Le gouvernement mauricien semble avoir repris sa réflexion à ce sujet. Nous sommes toujours dans la ligne du développement durable avec le développement des transports en commun et le choix entre l’option métro-léger ou les couloirs de bus. Les deux solutions ont leur raison d’être. Il faut faire un choix en tenant compte des coûts d’investissement, des coûts de fonctionnement, des prévisions de trafic , notamment. Le métro léger est une solution attractive mais contraignante et coûteuse. Il faudra par exemple voir d’où vient l’électricité nécessaire à son fonctionnement. Que le choix se porte sur le métro-léger ou les bus, si on nous demande un appui, nous sommes prêts à aider au financement du projet choisi. Compte tenu de sa taille, cet investissement devrait faire intervenir d’autres bailleurs de fonds comme La Banque européenne d’investissement ou la Banque mondiale.

? L’AFD contribue à améliorer les capacités commerciales de Maurice. Comment opérez-vous ?

Il s’agit, grâce à une ligne de dons, d’aider le pays à être plus compétitif à travers ses associations et institutions professionnelles. Une subvention de 1,5 million d’euros a identifié un certain nombres d’actions : renforcement d’ Entreprise Mauritius. Cette association a ainsi pu former des cadres à l’exportation. Nous avons mis en place un partenariat avec Ubifrance pour la formation des cadres. Un partenariat entre l’Université de Maurice et l’Université du Havre a été également développé dans la logistique pour l’enseignement, la création de diplômes et la formation professionnelle. L’AFD aide également le Mauritius Standard Bureau à se mettre aux normes internationales et à nouer des partenariats avec des institutions françaises similaires.

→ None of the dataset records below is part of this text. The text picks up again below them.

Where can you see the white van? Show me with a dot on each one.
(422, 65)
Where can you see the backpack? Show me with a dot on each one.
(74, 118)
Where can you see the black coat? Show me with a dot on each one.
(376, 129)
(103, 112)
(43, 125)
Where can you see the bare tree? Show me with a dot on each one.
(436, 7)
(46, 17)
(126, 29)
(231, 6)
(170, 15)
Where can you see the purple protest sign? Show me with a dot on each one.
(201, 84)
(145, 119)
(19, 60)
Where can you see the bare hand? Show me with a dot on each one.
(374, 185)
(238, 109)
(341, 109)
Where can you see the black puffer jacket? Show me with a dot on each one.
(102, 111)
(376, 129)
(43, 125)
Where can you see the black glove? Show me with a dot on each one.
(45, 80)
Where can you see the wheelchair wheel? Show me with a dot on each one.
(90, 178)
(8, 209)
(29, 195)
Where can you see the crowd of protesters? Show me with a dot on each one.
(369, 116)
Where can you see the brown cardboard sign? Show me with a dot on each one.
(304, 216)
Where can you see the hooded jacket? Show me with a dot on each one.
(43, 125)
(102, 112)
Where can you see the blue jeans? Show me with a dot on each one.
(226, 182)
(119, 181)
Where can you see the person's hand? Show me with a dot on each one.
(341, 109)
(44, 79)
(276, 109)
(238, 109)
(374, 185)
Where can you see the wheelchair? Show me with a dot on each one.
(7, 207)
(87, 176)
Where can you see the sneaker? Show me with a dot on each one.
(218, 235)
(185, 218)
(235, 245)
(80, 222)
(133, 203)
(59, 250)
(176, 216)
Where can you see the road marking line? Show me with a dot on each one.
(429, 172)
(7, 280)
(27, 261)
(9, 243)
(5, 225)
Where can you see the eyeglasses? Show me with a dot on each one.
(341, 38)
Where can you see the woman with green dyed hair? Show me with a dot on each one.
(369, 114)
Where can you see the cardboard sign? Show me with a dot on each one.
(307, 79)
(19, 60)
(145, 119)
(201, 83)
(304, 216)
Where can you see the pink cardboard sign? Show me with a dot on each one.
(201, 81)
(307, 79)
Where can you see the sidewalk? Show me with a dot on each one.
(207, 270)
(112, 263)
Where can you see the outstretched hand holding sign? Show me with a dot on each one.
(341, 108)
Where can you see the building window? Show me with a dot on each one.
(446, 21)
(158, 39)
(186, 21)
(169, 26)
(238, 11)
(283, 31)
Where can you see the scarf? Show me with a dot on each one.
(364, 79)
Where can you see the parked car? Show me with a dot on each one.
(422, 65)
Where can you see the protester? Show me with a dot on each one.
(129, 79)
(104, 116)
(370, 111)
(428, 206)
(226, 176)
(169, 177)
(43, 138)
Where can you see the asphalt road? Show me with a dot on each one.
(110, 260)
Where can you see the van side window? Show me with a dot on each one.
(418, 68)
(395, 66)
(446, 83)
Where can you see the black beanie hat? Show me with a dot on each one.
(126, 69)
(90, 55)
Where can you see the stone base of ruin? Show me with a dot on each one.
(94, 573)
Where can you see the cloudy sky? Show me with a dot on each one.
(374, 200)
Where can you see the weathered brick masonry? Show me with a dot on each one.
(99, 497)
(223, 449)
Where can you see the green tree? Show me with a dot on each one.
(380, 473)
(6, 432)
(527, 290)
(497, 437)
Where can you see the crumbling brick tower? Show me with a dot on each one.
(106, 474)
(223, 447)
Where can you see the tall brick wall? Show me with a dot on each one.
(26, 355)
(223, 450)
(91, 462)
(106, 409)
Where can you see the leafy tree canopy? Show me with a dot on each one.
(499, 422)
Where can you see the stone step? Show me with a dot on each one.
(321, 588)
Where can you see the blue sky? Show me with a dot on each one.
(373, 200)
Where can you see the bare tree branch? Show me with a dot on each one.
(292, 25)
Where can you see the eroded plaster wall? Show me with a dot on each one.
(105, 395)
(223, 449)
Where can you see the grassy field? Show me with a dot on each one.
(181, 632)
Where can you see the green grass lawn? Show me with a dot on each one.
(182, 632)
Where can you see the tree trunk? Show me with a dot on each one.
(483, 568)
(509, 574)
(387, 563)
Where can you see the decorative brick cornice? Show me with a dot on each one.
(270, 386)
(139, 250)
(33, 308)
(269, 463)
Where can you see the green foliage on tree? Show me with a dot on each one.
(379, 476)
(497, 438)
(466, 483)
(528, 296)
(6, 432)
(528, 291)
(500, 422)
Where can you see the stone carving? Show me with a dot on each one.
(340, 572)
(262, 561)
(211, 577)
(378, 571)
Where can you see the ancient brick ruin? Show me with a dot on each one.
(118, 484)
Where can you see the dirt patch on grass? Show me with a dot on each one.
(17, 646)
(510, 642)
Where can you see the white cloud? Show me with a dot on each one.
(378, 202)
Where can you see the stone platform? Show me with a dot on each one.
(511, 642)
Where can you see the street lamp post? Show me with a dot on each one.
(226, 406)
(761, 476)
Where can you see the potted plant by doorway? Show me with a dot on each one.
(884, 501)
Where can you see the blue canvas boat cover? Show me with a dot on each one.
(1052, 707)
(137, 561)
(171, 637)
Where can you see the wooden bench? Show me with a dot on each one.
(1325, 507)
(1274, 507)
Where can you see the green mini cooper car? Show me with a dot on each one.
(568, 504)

? L’AFD veut renforcer les relations entre Maurice et La Réunion. Sur quel type de projets peut-on baser cette synergie ?

La réunion des Etats généraux de l’Outremer a conclu à la nécessité pour les départements d’Outre-mer français de se lancer dans un développement plus endogène. Il s’agit pour eux de mieux s’intégrer dans leur environnement géographique et économique. Pour La Réunion, le partenaire le plus évident, c’est Maurice. Le secteur privé a déjà tissé des liens entre les deux îles. Là aussi, l’AFD mise sur le développement durable, car il s’agit d’une problématique très consensuelle. La Réunion est en avance sur certains domaines et peut partager ses expériences. Les normes réunionnaises peuvent servir à Maurice, par exemple dans les chauffe-eau solaires. Sur ce créneau, Maurice connaît un problème d’homologation et doit former des techniciens. Nous développons des collaborations entre l’Association pour le développement industriel de La Réunion et le Joint Economic Council. Un audit sur les gros consommateurs d’électricité mauriciens est ainsi en cours. L’Agence de l’environnement et de la maîtrise de l’énergie de La Réunion coopère également dans plusieurs domaines avec Maurice. Nous travaillons aussi sur une offre touristique complémentaire.